"Account as wind or dust
The world's pleasures and pain.
Be not raised up or crushed
By its good or its bane.
As a mere throw of dice
Is the life of a man.
Fortune goes in a trice,
Just a flash in the pan.
Take then a cup of wine,
Drink it down to the dregs,
And don't grumble or whine,
'Tis but the fool who begs."
His voice failed him when he had got so far. He sat solemn-drunk gazing at Canopus, wondering how many years ago it was since he had first seen it from the top of the Pass.
How clear, how cold the night-air had been. How the star had sparkled! How the glad life in him had answered to the thrill of that distant, heaven-sent, throbbing light ...
Well! The night was as clear, as cold now. The stars?--how they sparkled and shone, all colours like jewels ...
Yes! all things were the same except himself ...
"Gentlemen!" he said suddenly, rising unsteadily to his feet, "I give you leave. I--I go to my bed."
But he was up before dawn next day to see Ali-Kool put the final touches to the great gun he had been making. For, after all, the casting had been a success, needing only a little alteration to make it perfect. In the afternoon it was tested, and threw one-thousand-six-hundred good paces, which was not so bad.

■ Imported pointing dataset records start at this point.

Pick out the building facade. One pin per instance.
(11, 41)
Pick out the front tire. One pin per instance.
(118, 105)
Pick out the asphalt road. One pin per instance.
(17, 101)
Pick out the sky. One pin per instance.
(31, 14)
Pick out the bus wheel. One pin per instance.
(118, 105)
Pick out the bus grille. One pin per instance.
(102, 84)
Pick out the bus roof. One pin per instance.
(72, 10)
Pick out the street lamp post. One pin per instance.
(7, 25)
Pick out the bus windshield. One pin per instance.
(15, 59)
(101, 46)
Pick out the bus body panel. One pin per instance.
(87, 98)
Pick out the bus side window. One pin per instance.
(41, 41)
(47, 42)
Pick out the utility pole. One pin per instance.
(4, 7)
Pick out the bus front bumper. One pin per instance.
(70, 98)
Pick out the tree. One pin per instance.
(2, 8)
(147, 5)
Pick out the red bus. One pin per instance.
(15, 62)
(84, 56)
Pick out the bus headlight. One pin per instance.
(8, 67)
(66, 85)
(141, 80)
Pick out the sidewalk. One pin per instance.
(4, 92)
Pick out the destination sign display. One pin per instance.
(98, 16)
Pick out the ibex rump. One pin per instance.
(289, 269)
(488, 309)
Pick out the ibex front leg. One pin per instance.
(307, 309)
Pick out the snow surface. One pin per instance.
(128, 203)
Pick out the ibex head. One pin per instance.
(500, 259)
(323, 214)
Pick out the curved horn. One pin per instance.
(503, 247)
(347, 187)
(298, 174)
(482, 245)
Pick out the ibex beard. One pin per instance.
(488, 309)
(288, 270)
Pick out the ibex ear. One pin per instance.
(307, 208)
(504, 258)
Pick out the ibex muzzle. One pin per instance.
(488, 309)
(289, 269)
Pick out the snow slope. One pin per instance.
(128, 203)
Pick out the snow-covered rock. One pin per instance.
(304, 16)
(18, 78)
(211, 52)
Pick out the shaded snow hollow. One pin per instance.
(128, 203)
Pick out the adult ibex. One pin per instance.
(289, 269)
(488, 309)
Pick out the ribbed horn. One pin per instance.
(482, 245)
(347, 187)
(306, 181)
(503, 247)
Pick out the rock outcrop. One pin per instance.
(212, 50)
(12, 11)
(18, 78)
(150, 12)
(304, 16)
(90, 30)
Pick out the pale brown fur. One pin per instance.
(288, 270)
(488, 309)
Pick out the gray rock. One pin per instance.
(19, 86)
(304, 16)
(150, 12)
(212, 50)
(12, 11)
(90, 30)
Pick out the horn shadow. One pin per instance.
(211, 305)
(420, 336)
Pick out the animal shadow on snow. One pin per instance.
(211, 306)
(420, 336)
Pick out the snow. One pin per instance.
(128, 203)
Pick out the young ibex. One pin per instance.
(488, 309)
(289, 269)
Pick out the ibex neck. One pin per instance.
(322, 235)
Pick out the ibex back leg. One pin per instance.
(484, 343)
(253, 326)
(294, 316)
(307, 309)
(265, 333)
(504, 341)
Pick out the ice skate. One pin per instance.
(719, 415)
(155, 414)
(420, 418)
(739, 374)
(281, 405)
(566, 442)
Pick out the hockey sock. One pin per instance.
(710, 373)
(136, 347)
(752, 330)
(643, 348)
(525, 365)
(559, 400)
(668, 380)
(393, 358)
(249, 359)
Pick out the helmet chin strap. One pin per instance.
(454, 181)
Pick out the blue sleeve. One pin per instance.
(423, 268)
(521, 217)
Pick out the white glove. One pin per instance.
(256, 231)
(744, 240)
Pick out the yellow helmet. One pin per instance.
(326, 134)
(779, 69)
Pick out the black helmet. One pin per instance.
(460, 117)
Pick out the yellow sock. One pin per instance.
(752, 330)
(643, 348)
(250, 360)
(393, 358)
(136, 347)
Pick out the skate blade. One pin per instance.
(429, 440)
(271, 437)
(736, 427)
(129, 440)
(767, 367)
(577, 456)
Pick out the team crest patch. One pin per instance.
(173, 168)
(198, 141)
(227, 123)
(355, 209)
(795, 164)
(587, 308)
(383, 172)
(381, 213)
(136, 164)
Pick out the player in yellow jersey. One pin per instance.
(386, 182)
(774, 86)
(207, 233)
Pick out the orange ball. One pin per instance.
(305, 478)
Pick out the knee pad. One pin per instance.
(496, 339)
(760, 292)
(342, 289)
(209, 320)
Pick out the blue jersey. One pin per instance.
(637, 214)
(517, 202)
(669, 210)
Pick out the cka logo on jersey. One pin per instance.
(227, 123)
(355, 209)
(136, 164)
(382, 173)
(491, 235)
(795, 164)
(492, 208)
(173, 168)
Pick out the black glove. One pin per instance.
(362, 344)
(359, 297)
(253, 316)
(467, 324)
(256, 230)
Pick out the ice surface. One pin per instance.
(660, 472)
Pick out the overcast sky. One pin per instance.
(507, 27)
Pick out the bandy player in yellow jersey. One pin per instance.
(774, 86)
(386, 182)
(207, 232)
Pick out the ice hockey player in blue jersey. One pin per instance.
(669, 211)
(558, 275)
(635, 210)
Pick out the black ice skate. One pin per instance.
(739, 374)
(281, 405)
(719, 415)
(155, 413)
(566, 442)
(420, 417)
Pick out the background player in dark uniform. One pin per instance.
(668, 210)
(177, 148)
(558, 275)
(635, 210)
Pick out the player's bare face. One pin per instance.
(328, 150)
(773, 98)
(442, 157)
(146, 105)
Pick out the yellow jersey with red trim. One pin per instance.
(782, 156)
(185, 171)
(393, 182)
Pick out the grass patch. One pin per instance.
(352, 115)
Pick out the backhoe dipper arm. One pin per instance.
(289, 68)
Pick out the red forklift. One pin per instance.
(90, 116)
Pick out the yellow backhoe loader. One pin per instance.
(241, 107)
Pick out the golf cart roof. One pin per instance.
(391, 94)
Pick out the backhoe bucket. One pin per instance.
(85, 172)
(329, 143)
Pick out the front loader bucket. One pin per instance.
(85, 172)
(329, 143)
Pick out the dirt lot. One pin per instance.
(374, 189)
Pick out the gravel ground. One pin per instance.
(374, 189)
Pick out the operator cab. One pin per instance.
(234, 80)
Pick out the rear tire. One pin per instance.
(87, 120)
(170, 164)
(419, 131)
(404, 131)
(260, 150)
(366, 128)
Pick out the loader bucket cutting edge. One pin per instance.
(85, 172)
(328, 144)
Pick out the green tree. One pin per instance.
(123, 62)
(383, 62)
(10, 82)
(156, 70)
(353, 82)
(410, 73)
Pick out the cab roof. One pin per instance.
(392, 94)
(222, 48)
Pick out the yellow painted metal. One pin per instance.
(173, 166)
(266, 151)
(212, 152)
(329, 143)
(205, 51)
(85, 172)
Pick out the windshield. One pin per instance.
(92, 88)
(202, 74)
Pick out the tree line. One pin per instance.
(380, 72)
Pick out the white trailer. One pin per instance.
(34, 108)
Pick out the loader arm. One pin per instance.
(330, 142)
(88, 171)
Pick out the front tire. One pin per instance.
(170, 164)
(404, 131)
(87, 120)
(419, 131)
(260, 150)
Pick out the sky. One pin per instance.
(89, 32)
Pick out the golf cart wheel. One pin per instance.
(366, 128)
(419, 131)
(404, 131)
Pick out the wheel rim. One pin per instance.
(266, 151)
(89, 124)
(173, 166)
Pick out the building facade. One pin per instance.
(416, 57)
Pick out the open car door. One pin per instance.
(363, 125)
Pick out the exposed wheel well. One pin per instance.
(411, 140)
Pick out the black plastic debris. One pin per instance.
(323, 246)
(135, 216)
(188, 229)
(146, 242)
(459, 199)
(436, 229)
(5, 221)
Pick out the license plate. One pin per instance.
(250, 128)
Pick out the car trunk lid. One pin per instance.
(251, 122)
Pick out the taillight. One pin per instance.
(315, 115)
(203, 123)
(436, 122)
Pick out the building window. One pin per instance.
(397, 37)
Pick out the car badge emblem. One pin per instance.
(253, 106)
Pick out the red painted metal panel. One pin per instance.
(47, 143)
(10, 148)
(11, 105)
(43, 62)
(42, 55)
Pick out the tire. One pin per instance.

And all Agra was in a turmoil of preparation for the coming march; but there was so much to be done that a few days passed before Babar, at the head of all his available troops, moved out in battle array to occupy the rising ground at Sikri, where the huge tank promised abundance of water. He had been in a fever of impatience to get there, lest the Pagans, also seeing its many advantages as a camping ground, might forestall him. But the 17th of February found him preparing for the biggest battle of his life in the very place where his grandson Akbar was, in after years, to build his Town-of-Victory.